Still, not every contingency can be covered if hospitals want to stay in business, said Dr. Joel Shalowitz, head of the health industry management program at Northwestern University's Kellogg School of Management.

"This is a huge, hopefully once in a lifetime event that in some ways you can't plan for," Shalowitz said. "You can't plan that this is going to happen at every hospital in the country because preparing for this would bankrupt the system."

AHA's Bentley agreed that planning can only prepare hospitals to a degree. "A disaster never plays out the way the disaster plan works."

The fact that patients needed to be evacuated outside state borders points to an overburdened health-care system, said Suter, who's also medical director at Spring Branch Medical Center in Houston and associate professor of emergency medicine and surgery at Parkland Memorial Hospital in Dallas.

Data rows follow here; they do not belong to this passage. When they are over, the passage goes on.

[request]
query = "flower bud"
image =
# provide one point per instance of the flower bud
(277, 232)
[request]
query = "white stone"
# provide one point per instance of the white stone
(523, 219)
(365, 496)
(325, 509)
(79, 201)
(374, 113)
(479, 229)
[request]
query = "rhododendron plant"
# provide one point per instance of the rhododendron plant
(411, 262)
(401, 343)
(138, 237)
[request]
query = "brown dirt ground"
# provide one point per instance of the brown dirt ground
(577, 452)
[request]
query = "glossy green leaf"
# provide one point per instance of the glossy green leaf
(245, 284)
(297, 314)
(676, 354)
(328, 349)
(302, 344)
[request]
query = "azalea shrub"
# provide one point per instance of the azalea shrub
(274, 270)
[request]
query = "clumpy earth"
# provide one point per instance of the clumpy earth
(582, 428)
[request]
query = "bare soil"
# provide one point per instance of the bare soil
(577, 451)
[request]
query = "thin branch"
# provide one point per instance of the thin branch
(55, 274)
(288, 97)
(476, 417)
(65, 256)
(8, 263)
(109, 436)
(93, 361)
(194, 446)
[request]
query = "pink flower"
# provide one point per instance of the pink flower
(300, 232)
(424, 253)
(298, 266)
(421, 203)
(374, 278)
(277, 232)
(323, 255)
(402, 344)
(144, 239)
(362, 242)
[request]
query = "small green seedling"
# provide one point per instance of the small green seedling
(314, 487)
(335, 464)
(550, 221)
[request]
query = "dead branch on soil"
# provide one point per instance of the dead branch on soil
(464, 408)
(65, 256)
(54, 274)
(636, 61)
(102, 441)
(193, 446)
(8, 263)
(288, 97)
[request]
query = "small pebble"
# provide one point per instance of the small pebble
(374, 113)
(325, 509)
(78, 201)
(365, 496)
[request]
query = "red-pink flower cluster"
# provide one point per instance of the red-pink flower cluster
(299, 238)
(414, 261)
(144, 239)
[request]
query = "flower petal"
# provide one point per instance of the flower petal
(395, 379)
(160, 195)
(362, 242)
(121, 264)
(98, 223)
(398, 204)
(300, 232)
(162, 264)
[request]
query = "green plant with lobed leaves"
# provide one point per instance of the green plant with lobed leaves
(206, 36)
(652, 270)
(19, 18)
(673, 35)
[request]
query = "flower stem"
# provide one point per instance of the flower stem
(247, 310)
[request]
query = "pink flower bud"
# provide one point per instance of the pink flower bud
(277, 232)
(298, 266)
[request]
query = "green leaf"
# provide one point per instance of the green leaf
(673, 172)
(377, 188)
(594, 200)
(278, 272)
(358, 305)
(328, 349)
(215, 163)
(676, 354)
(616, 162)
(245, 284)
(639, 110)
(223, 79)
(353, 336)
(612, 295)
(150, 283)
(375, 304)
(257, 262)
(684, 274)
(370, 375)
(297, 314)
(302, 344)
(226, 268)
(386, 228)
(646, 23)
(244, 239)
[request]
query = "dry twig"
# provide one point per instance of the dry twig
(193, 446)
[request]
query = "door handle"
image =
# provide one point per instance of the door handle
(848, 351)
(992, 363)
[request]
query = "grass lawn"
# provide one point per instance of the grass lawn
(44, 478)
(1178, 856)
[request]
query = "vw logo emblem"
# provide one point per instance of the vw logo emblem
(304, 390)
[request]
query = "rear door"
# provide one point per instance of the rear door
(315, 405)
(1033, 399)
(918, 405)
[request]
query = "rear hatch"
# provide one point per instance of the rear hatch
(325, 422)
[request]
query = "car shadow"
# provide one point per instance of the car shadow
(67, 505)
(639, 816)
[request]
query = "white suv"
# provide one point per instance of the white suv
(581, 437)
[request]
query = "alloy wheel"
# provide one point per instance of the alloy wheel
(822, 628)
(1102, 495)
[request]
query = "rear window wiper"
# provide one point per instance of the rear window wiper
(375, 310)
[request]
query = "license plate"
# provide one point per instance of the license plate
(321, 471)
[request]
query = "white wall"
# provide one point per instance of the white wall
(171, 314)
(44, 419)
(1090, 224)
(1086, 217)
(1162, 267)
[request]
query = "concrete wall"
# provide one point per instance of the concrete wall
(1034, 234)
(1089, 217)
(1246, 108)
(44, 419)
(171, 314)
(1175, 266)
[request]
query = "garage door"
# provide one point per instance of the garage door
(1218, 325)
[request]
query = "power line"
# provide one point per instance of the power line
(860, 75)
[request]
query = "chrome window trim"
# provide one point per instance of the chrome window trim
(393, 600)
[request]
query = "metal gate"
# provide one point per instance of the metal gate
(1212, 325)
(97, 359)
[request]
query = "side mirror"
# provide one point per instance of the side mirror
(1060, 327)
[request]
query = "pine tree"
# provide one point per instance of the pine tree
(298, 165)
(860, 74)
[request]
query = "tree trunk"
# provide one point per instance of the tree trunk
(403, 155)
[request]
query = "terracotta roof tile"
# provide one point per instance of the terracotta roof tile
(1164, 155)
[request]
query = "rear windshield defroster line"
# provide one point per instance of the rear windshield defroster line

To be sure, health-care workers did the best they could to set up temporary hospitals at places like Louisiana State University's basketball arena, he said. "For two days, a closed Kmart was one of the biggest hospitals in the state of Louisiana."

But undercapacity was a challenge too big to overcome, he said. "There are people who died waiting for the provider taking care of them to have a place to send them. If there had been capacity in the state of Louisiana in unaffected areas, they would have lived."

Said Suter: "Part of the body count from this disaster is due to the fact that hospitals have no surge capacity on a day-to-day basis in the health-care system."